Doch das Wiegen geschieht nicht nur im All. Erst anhand von komplizierten
Rechenverfahren am Boden werden die minimalen Bewegungen der Satelliten im
Erdorbit in Schwerefeldwerte übersetzt und mit anderen Daten kombiniert.
Dies ermöglicht unter anderem die Messung von Änderungen im
Grundwasserspiegel mit einer Genauigkeit von einem Zentimeter auf 400
Kilometer Durchmesser – und das alle 30 Tage für die gesamte Erde. Hierbei
spielt das GeoForschungsZentrum (GFZ) in Potsdam eine wichtige Rolle: Es
wird für den Aufbau des sogenannten Science Data Systems (SDS) auf deutscher
Seite zuständig sein.
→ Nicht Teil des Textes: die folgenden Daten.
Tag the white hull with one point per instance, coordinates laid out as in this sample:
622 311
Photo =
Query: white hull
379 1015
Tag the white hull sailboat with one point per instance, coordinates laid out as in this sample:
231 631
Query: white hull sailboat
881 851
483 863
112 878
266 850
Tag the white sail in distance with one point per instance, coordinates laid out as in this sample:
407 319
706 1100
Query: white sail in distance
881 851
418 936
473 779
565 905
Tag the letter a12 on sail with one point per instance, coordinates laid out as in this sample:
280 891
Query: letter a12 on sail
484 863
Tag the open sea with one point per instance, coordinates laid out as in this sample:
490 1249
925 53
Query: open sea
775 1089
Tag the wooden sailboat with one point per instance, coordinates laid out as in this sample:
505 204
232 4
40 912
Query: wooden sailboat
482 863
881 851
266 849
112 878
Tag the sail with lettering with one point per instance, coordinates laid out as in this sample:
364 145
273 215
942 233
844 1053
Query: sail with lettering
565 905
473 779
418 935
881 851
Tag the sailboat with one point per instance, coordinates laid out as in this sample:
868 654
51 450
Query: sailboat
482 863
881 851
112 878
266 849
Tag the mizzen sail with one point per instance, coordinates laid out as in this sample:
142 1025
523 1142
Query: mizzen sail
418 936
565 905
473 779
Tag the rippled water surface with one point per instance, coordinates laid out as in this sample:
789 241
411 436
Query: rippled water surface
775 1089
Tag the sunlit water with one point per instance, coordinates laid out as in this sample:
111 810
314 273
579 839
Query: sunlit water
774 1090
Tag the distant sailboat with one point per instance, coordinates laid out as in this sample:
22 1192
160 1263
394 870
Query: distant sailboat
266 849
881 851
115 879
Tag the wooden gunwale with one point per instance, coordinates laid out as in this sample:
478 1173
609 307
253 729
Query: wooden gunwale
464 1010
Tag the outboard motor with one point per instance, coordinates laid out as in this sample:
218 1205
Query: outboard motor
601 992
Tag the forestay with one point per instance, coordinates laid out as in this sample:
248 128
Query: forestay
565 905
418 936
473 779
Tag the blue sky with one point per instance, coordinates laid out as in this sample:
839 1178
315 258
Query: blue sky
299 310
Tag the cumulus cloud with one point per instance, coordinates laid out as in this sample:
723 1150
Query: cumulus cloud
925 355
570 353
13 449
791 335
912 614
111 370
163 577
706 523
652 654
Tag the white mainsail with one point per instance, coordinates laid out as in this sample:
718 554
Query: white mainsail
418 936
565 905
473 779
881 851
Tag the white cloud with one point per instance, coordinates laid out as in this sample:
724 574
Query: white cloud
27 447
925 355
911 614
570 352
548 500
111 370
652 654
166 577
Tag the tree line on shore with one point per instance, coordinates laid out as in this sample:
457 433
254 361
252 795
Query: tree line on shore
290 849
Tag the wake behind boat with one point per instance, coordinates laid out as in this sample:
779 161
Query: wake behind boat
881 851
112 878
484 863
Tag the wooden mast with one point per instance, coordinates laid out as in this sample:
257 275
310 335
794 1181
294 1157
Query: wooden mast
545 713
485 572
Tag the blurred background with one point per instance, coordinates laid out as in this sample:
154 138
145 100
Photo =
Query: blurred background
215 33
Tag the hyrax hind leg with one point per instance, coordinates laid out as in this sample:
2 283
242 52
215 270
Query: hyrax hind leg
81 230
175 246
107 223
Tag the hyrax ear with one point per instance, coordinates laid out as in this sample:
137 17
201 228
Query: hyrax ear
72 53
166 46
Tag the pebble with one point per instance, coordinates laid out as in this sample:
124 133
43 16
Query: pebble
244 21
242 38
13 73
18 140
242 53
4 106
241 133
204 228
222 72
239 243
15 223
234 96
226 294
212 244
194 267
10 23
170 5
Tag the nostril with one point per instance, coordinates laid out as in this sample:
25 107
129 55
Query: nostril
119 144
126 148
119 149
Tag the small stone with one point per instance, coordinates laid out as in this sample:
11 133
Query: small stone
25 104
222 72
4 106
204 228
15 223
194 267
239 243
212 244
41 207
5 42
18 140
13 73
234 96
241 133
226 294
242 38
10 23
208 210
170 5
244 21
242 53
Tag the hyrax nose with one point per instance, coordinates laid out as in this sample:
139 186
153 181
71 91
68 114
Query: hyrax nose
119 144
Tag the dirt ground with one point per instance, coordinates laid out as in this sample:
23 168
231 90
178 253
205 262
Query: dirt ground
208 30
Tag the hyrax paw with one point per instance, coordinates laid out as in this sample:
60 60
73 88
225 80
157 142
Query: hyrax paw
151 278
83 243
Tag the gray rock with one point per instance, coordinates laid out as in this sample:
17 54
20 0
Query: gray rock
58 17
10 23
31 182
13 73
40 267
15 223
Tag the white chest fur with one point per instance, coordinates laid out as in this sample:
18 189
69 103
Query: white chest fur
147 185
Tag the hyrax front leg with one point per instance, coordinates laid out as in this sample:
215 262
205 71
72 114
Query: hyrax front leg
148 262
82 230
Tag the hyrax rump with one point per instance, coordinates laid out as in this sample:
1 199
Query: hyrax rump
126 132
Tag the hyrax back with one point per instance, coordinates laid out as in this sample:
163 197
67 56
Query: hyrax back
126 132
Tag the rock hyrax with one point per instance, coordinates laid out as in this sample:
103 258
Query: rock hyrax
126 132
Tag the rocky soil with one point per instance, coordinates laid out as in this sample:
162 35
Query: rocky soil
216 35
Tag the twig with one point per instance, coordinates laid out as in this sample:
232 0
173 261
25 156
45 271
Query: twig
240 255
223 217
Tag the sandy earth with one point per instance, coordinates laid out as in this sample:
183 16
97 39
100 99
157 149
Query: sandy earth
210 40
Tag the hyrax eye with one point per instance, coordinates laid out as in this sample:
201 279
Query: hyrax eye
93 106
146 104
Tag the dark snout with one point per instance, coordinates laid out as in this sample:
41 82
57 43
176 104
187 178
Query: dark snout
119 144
In der Betriebsphase ist das GFZ dann für den
wissenschaftlichen Betrieb von GRACE-C zuständig.
Nach dem Start der beiden GRACE-C-Satelliten an Bord einer
Falcon-9-Rakete des US-Raumfahrtunternehmens SpaceX voraussichtlich im Jahr
2028 werden sie in rund 500 Kilometern Höhe ausgesetzt. Rund eine Minute
später soll die erste Kontaktaufnahme mit einer Bodenstation stattfinden.
Wie bereits bei GRACE und GRACE-FO werden auch die beiden GRACE-C Satelliten
nach dem Start durch das Deutsche Raumfahrtkontrollzentrum im DLR (GOSC) in
Oberpfaffenhofen gesteuert.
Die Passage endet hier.